F10 first progress to show we are making this happen:
https://www.redhat.com/archives/fedora-devel-list/2008-May/msg00954.html

Feature tracking:
http://fedoraproject.org/wiki/Releases/FeatureBetterStartup

So if you want this, come help us build it.. The plan is clear and we have 6 months to make it happen so all hands on deck would be nice.

CrazyGuy123
May 19th, 2008, 05:51 PM
Cool thx for the info.

I would offer to help out, but I'm afraid I don't think I have enough knowledge of fedora or graphics hardware to be much help.

gnomeuser
May 19th, 2008, 09:21 PM
Cool thx for the info.

I would offer to help out, but I'm afraid I don't think I have enough knowledge of fedora or graphics hardware to be much help.

we need testers, hammer on the code file bugs.. that alone would further us quite a bit. Currently I would not recommend installing our development branch it just opened so the influx of new features are still settling down. In about 2 months we are shipping our alpha release at which point we should have a lot of this work in various stages of readiness and it would be a good time to jump on board for you (for testing purposes, it's not intended to be stable at this time though generally it's not a horrible experience. We try hard to keep the development branch fairly manageable to use).
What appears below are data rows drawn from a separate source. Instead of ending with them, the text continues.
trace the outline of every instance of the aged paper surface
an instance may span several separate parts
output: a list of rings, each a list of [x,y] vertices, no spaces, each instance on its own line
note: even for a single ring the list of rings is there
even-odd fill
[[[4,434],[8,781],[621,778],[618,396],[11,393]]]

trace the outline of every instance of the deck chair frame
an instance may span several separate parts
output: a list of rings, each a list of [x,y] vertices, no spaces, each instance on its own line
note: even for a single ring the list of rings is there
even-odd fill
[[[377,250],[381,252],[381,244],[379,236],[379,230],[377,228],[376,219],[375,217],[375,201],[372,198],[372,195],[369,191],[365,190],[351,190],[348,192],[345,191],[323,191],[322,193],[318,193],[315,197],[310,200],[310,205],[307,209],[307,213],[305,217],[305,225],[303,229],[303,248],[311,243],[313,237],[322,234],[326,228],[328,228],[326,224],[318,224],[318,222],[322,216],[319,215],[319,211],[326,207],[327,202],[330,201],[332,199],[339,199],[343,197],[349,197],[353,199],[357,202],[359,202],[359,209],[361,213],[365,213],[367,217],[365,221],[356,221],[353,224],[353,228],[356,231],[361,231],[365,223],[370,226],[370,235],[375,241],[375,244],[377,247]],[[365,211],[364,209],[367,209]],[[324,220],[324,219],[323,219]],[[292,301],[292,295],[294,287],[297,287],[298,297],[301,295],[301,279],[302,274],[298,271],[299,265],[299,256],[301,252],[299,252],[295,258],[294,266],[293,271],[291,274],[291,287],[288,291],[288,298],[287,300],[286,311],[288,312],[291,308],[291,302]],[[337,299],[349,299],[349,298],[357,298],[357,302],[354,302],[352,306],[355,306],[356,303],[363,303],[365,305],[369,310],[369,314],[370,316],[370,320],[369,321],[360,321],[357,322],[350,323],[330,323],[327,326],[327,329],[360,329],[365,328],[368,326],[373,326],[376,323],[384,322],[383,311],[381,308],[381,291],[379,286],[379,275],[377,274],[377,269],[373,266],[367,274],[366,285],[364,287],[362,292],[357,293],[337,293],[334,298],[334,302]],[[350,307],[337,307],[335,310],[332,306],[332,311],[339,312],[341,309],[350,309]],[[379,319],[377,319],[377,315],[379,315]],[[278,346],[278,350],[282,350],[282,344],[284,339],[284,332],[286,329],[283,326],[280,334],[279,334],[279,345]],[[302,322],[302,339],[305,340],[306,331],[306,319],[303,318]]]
You really don't have to know much to help out with development of new features, testing is a hugely important part of the puzzle.

CrazyGuy123
May 20th, 2008, 09:23 AM
I'm happy to do testing - debugging code I can do, just writing code from scratch means you'll be supporting it forever or until you can pursuade someone else to take over...

damoxc
May 20th, 2008, 08:25 PM
I've tried the new modesetting in fedora 9 and I will say it's very nice.